The number of complaints resolved by the Energy Ombudsman increased by 25% last year to nearly 57,000, as consumer demand for the service grew. These figures and more are contained in the 2019 annual energy sector report published by Trust Alliance Group.
The number of complaints resolved by the Energy Ombudsman increased by 25% last year to nearly 57,000, as consumer demand for the service grew.
Billing was the number-one type of complaint handled by the ombudsman, followed by payments/debt in second place and customer service in third.
There was a 26% year-on-year increase in the number of consumers and microbusinesses contacting the ombudsman with an actionable energy complaint*, from just over 54,000 in 2018 to 68,523.

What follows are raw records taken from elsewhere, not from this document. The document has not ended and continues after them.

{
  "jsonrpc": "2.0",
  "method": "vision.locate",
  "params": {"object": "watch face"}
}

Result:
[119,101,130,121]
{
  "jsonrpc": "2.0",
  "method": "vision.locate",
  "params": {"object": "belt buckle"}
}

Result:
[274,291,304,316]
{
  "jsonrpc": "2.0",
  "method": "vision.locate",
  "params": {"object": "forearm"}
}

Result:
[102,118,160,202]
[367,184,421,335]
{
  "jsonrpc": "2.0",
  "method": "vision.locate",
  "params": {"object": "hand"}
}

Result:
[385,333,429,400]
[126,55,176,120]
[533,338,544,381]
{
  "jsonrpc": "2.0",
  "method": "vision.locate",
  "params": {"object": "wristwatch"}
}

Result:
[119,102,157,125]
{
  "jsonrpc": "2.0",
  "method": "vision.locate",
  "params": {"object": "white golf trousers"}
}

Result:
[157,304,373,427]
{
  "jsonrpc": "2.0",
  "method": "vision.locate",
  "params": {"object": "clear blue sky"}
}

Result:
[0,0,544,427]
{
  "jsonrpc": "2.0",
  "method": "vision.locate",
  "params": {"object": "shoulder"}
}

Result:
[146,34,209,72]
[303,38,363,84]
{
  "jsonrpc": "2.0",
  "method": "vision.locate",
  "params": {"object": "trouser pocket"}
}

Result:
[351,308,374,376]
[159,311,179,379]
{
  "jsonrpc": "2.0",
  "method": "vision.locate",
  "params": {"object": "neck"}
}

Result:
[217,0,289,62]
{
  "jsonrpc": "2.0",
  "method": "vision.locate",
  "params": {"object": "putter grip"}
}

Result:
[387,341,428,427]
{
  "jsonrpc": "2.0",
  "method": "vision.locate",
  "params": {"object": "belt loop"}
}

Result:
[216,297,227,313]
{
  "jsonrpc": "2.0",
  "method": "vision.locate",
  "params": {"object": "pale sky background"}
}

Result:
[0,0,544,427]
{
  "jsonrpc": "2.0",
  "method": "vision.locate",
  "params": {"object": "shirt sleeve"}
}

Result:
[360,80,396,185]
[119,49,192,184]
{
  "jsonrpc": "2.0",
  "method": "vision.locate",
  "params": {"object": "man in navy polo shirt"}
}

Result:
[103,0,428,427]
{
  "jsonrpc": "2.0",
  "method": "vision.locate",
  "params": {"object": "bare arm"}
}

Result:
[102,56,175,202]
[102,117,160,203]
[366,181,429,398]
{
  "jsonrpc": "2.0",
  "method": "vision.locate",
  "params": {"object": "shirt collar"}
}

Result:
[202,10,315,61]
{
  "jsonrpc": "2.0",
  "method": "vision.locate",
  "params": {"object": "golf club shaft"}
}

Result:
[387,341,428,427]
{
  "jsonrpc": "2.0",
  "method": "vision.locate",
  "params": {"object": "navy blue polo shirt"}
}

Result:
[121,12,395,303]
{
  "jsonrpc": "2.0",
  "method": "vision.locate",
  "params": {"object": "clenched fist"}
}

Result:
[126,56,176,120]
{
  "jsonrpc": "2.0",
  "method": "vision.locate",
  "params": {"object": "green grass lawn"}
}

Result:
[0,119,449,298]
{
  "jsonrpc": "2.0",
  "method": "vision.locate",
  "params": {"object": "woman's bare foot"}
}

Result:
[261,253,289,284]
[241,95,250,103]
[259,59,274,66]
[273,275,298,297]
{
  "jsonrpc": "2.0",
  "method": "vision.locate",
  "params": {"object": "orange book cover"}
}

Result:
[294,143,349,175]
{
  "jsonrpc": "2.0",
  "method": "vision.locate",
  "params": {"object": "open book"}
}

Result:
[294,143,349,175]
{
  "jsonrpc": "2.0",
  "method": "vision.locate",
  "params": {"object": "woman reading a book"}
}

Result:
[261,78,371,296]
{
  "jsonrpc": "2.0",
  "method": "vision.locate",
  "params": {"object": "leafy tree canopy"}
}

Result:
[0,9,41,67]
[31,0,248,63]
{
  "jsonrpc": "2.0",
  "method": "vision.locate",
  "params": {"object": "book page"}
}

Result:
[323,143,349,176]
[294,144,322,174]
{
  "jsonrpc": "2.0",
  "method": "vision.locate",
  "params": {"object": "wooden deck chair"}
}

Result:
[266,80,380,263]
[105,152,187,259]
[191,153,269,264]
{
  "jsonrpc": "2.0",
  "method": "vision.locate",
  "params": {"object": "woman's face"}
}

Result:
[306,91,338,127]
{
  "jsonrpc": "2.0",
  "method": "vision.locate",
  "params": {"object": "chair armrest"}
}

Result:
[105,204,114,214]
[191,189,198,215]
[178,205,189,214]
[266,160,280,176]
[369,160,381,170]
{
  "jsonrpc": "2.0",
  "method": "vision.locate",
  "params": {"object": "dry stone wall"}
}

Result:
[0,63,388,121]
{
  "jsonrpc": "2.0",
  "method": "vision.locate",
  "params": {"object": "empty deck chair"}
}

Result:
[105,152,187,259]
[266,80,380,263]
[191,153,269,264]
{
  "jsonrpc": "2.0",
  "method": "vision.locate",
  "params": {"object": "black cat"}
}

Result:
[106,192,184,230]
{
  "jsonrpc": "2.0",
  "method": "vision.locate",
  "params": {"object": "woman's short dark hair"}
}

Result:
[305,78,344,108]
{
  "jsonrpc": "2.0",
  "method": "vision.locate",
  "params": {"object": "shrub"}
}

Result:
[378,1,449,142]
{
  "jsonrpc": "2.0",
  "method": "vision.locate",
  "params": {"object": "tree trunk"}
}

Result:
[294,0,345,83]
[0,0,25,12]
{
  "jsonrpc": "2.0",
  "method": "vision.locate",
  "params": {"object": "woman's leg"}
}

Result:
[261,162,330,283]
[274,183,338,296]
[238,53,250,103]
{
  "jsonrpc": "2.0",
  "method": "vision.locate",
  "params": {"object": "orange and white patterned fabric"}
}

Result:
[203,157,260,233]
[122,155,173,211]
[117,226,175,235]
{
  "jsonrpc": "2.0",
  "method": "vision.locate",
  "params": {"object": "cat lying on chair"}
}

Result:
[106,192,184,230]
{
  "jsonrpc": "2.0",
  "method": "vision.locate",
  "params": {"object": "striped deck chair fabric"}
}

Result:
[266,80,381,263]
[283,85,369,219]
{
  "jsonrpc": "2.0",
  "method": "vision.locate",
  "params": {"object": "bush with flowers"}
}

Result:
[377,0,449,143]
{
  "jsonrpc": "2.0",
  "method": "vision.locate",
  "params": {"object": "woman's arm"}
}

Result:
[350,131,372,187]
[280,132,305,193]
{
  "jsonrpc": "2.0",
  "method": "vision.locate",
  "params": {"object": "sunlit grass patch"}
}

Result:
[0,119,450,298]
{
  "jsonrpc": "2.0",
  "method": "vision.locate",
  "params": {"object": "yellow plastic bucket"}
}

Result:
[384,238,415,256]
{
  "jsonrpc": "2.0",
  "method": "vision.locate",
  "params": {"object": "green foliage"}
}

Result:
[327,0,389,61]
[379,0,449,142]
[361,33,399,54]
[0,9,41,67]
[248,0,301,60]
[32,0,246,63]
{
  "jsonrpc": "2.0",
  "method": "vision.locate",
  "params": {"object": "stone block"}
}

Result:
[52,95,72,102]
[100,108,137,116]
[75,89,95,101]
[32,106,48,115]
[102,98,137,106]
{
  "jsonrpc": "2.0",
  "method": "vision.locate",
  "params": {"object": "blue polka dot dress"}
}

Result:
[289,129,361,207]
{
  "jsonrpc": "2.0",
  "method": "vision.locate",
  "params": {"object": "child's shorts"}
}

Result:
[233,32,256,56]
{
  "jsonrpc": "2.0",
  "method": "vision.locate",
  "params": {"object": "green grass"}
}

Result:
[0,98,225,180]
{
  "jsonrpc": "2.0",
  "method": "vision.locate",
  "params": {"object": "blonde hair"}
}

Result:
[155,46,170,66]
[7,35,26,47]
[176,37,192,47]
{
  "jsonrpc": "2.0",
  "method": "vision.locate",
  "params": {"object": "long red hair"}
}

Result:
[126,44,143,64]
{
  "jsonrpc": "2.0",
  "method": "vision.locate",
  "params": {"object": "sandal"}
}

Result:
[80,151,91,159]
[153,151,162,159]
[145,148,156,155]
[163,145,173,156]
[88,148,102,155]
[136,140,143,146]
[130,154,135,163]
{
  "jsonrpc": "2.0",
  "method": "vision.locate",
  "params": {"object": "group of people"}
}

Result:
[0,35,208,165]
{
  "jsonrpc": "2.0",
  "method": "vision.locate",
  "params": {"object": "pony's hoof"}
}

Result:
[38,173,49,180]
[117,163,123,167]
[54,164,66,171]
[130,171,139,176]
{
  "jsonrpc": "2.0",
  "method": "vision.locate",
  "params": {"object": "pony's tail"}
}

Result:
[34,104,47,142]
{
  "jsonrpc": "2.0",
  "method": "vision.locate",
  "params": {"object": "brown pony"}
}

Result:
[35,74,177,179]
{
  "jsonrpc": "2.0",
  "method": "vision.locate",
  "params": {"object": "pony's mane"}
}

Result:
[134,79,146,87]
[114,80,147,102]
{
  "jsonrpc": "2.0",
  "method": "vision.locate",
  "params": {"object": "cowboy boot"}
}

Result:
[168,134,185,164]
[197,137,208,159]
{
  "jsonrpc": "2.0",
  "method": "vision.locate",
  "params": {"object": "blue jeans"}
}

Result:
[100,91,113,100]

That’s despite a decrease in rates of ‘signposting’ – the process by which energy companies make their customers aware of their right to take an unresolved complaint to the ombudsman. There was evidence of timely signposting by the energy company in 48% of complaints resolved by the ombudsman, down from 51% in 2018.
Of the 56,978 complaints resolved by the Energy Ombudsman last year, 32,478 (57%) were upheld in the consumer’s favour.
Nearly a quarter of complaints (23%) were resolved using a new early settlement process, which enables a consumer and company to reach an agreement without the need for an ombudsman investigation.
The figures are contained in the 2019 annual energy sector report published by Trust Alliance Group, the not-for-profit organisation that runs the Energy Ombudsman scheme. The report covers the calendar year, from 1 January to 31 December 2019.
Matthew Vickers, chief executive at Trust Alliance Group
“More people are coming to us for help with an energy problem, and we’re resolving more complaints.
“This shows that there is greater awareness of our service amongst consumers – and greater demand for what we do.
“This is despite the fact that some, mainly smaller energy suppliers, don’t always tell their customers about us in the way that they should. We continue to work with individual suppliers to address these issues.
“Last year was a challenging one for the energy sector, not least due to the string of supplier failures that we saw.
“We’re pleased to have played a key role in the consumer protection landscape in energy by giving people somewhere to turn when things go wrong.”
Under current rules, consumers and microbusinesses must give their energy supplier eight weeks to try to resolve a complaint before they can escalate it to the ombudsman.
The only exception is when the supplier sends what’s known as a deadlock letter, confirming that the complaint can’t be resolved and advising the customer to take the matter to the ombudsman.
Complaining to the Energy Ombudsman is free for consumers and microbusinesses. The scheme is funded by energy companies.